Всё спаялось большой тайной, и ни одно существо не могло отде­лить себя от этой чистоты, и каждая частичка любовалась друг друж­кой и молча клялась никогда не предать освященного братства. Бог на моих глазах превратил ночь в день. И в свете Божьем я слышал Глас Божий: «Смотри, сынок, и слушай, и унеси свет сей в свой тёмный и ненастный мирок, да осветит и согреет он путь твой и дороги живу­щих с тобой! Самый трудный путь – это лёгкий путь. Не утони в слад­кой патоке слова  “покой”, ибо покой и есть порождение тяжкого пути. Одному не осилить пути Моего».

Странно устроен человек – из кусочков хочет собрать целое, име­ет целое – разбирает на кусочки. Вот и я пытался определить пере­житое, перебрал много слов и остановился на Красоте, но Красота эта была иная, не такая, какой я её доселе представлял. В ней было что-то вроде того, как отец во благо сечёт сына, отчаявшийся человек вы­бивает пыль из ковра, и ковер чист; это как серу ввели в кровь, чтобы вывести шлаки. Странное сочетание: сера и кровь, но иначе кровь не очистится...

Домой я добрался только утром и вошёл в дом свой, полный свет­лой усталости. На дверь свою взглянул и подумал: «Смерть приходит в дома в облике благополучия, дома, имеющие сострадание к самому себе и ко всем домам, – спасены будут...»

 

И светило, и грело…

 

Книжный Кавказ был чётко графичен, с какой-то акварельной сутью. Азия вся из бликов, вся горит разноцветьем: тополя, сирень, дремлющая киргизка на лошади. Мои детские внутренние блики ку­пались во внешних бликах.

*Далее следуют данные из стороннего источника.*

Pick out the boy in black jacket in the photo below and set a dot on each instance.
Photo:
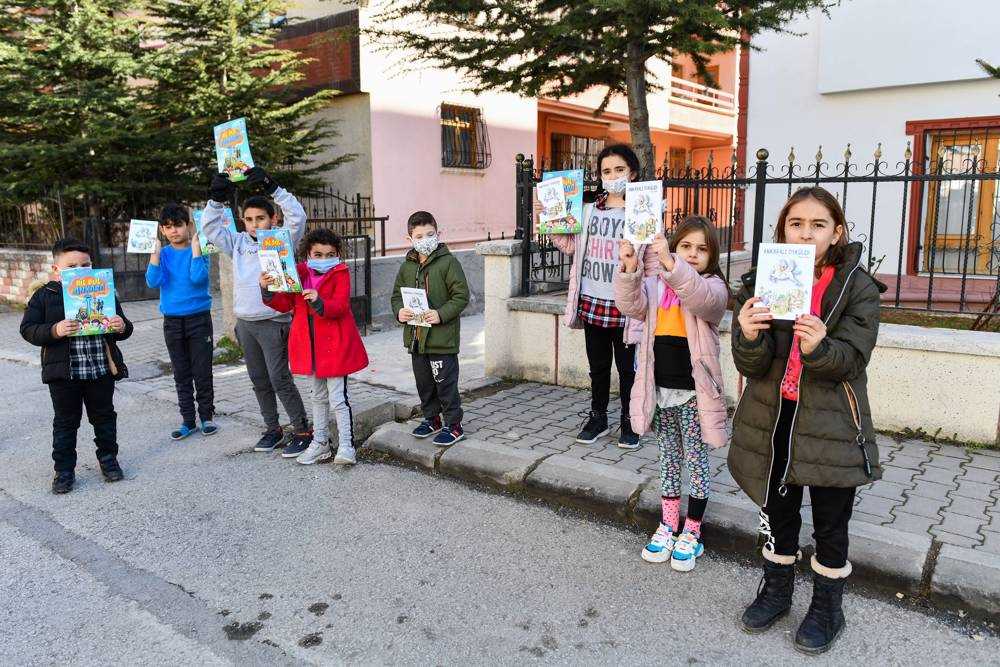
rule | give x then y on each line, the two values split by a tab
80	371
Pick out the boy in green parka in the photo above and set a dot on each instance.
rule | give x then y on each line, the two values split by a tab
434	349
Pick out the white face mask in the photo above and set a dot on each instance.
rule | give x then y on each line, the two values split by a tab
616	185
426	245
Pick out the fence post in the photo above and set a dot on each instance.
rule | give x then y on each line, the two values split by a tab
760	187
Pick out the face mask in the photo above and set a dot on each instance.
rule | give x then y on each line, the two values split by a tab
322	265
616	185
426	245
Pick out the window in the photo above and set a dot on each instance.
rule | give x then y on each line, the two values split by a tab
961	229
465	143
572	152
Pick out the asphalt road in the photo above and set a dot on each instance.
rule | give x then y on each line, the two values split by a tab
210	554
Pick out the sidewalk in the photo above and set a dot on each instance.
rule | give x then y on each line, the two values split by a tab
931	526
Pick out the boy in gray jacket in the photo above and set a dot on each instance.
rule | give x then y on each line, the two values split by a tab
260	331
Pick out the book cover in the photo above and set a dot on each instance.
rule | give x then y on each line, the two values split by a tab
232	149
89	298
415	299
280	241
207	247
785	277
572	221
141	236
643	211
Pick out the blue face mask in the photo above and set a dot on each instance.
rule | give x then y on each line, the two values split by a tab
322	265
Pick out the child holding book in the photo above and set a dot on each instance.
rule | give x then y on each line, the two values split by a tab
679	294
590	301
324	342
80	371
434	350
804	419
180	272
260	331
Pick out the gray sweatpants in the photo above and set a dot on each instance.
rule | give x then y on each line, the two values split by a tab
265	350
323	389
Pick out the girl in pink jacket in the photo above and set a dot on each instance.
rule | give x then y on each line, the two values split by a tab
681	296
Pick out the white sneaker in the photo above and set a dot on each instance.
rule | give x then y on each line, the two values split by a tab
660	546
687	549
346	456
315	453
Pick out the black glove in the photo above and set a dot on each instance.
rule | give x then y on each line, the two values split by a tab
257	176
221	189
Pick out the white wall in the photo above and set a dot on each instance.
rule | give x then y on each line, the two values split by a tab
787	109
880	43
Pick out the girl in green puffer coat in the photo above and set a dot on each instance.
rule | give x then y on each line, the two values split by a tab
804	420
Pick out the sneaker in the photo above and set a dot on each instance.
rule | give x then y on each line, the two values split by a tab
300	443
111	470
628	439
183	432
449	436
686	550
317	452
595	427
269	441
427	428
346	456
660	546
63	482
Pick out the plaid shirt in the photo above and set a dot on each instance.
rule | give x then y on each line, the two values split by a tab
87	358
600	312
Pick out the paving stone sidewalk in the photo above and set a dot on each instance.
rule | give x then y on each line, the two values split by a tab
947	492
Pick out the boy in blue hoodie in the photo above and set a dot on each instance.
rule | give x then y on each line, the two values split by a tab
180	272
261	331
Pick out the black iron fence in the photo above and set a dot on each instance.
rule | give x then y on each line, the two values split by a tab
930	227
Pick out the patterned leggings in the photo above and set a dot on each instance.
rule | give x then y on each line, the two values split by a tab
678	435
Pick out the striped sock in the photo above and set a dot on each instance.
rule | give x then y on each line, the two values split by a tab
671	511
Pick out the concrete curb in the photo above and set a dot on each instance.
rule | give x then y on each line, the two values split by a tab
885	557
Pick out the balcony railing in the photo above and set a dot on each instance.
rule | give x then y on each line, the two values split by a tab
702	97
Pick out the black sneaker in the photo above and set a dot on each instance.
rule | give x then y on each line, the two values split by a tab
269	441
428	427
63	482
300	443
596	427
111	470
628	439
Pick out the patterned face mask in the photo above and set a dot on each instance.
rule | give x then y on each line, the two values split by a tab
615	185
426	245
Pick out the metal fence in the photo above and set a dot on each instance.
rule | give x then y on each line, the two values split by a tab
36	225
938	219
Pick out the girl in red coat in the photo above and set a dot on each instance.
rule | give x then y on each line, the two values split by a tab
324	342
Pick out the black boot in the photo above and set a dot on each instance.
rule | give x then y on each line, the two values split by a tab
825	619
774	598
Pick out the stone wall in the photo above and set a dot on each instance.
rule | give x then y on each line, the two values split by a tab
943	381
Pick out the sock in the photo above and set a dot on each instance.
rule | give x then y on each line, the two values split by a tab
671	511
696	511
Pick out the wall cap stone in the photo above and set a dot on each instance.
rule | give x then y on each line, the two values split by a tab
500	247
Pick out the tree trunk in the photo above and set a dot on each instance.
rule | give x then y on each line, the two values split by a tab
638	111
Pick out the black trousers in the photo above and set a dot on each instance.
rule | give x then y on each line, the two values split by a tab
68	400
437	385
831	507
603	345
189	343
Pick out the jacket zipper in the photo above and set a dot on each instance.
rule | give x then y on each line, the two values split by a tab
791	430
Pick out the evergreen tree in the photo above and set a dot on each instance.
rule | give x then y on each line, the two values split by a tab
68	96
215	60
559	48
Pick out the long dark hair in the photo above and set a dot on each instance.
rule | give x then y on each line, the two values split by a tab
625	152
699	223
835	255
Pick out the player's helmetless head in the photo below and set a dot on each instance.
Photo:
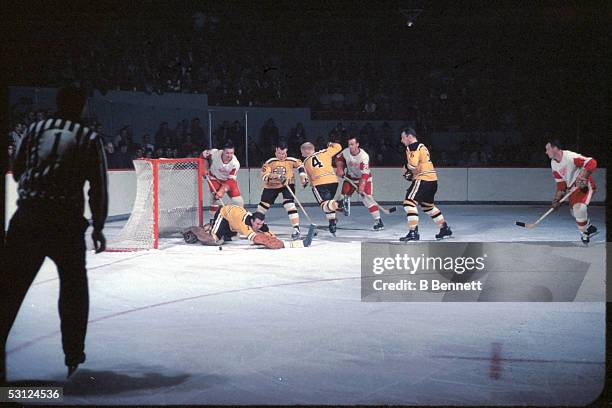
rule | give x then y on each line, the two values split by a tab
257	221
228	152
307	149
553	150
280	151
353	145
408	136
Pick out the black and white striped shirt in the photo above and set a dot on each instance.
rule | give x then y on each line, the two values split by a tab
53	161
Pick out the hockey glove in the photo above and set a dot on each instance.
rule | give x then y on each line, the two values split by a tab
556	203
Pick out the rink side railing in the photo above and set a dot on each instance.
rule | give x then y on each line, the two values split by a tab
492	185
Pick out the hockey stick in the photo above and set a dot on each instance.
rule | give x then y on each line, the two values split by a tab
546	214
215	190
383	209
300	204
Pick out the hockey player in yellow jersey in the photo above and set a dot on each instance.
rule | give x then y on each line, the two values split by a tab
322	177
231	220
278	177
420	170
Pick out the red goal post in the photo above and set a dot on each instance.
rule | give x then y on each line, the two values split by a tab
168	200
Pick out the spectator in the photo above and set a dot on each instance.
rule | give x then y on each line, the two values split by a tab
11	155
256	155
146	142
163	136
122	138
188	146
237	132
297	137
222	134
370	106
111	158
123	157
16	134
198	137
138	153
99	129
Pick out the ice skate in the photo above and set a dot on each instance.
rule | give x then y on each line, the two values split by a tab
379	226
445	231
413	235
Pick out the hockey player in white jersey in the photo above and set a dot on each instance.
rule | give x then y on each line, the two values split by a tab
572	171
222	172
354	164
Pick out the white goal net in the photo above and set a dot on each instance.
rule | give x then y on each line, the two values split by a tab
168	200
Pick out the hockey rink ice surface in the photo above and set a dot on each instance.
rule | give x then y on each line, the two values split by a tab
189	324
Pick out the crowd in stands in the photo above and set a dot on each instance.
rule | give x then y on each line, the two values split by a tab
197	57
237	62
187	138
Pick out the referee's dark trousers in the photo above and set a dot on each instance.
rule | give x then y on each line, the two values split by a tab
33	235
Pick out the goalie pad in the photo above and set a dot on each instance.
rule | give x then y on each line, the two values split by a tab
199	234
268	241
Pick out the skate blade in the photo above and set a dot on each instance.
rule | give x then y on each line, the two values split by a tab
446	237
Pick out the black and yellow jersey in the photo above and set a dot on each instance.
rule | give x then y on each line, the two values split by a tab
274	168
237	219
419	162
318	165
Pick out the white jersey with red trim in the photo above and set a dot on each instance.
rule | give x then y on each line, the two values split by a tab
571	164
357	166
223	171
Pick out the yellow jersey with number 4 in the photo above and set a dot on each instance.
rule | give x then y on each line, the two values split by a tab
318	165
419	162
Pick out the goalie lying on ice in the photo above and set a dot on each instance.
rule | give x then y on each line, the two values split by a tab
231	220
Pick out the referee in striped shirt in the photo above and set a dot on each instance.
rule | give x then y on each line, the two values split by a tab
53	162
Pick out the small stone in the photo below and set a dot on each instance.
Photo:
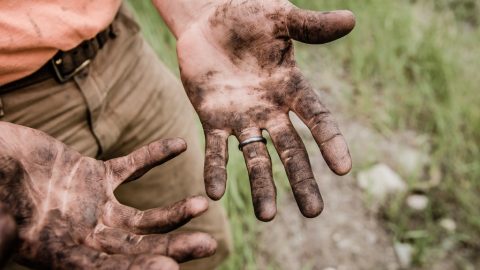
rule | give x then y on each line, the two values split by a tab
448	224
417	202
404	254
380	181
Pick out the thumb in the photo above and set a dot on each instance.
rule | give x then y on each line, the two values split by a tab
315	27
139	162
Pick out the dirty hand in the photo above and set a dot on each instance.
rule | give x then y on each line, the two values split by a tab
237	65
68	217
8	234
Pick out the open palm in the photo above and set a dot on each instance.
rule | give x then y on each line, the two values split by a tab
68	217
237	65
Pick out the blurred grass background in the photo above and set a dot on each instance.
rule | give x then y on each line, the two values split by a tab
412	65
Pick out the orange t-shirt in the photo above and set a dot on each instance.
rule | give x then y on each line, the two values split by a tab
31	32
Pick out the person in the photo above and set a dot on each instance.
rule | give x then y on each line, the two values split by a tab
81	72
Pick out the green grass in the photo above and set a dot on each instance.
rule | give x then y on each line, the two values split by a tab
415	66
412	65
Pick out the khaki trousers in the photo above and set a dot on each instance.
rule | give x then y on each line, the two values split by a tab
125	99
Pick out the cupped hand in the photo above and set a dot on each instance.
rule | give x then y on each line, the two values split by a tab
68	217
237	65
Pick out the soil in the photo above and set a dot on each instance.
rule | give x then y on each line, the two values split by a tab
347	235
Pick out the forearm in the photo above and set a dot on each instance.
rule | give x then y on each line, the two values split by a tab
180	14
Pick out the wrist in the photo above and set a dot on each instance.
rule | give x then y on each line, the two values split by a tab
179	15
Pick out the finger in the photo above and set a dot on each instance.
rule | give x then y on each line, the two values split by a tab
56	254
216	158
319	27
294	157
140	161
324	129
259	166
158	220
181	247
8	234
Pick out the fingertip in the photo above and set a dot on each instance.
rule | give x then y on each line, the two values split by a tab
313	209
337	155
198	205
266	212
207	247
179	144
215	193
348	19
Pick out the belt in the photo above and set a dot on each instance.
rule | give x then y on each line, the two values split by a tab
65	64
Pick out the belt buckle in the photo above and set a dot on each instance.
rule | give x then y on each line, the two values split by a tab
63	78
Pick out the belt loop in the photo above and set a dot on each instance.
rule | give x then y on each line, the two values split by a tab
2	112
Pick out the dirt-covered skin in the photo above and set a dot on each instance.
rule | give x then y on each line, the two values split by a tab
68	217
237	65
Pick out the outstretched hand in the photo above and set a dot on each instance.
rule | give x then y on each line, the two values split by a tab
68	217
237	65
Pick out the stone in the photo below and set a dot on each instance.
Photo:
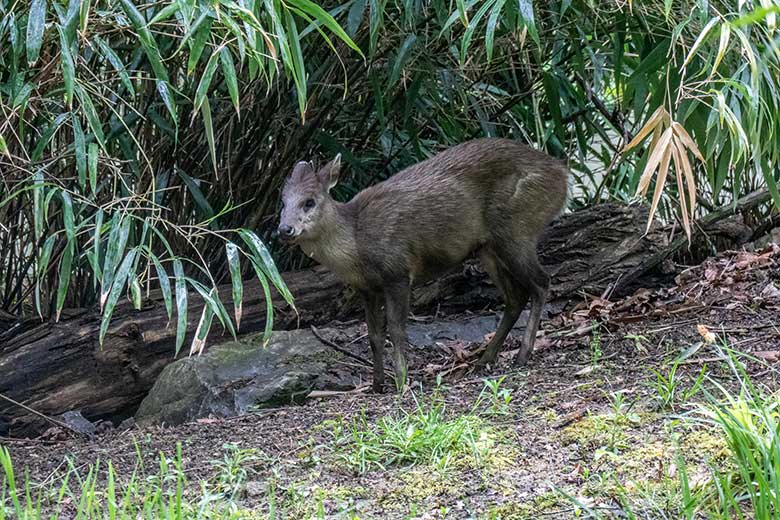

Родители жили на моей Родине, сейчас я живу на их Родине.

Узловая фраза в судьбе.

Сажали дерево без корней и удивлялись, почему оно не растёт. Ностальгия по свету и цвету. Ранней ранью жеребёнок, по сути, был голубой, а чай в руках киргиза – оранжевый. Ностальгия по трезвой наркотичности Азии. Сбредь обилия мелькающих, переливающихся цветов два были устойчивы – оранже­вый и голубой, они и не давали раствориться тебе в обманчивых бликах.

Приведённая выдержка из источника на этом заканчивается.